Mark Moore, an avalanche meteorologist and director of the Northwest Weather and Avalanche Center said, “The snow doesn’t really care how experienced you are, it’s not keeping track of experience level. Once you’re in an avalanche, it has you at its mercy.”
In the United States this winter, avalanches have killed six people in Colorado, four skiers, a snowboarder and a snowmobiler; three in Utah, two snowboarders and a snowmobiler; three in Montana, two snowmobilers and a skier; one in Wyoming who was a skier; and the four on Sunday in Washington, three skiers and a snowboarder. In Canada, there have been four deaths, all in British Columbia.

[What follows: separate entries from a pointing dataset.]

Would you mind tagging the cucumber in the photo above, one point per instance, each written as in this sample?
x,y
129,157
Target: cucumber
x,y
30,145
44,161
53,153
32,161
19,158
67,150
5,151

So far, 17 skiers, snowboarders and snowmobilers have been killed with more than two months remaining in the most active avalanche time of the year. The New York Times took it by the numbers and reported, “Although that number projects only marginally higher than the national average of 28.8 deaths a year over the last decade, and perhaps closer to the 36 in 2009-10, increasingly those who put themselves in harm’s way seem not to be careless novices, but rather, experts pushing the limits of safety.”
Statistics show that 93 percent of avalanche victims can be recovered alive if they are dug out within 15 minutes after the avalanche, but the numbers start to drop as time goes by. According to the Utah Avalanche Center, after 45 minutes, only 20 to 30 percent of avalanche victims are alive. After two hours, only few survive. People die because their carbon dioxide builds up in the snow around their mouth and they quickly die from carbon dioxide poisoning.
Benj Wadsworth, executive director of the Friends of the Northwest Weather and Avalanche Center told ABC News, “People need to look at the avalanche forecast. When it’s considerable or above, if you don’t know what you’re doing, don’t go. If you do go, make sure you take a class. To go out there without some level of avalanche education, I think it’s crazy.”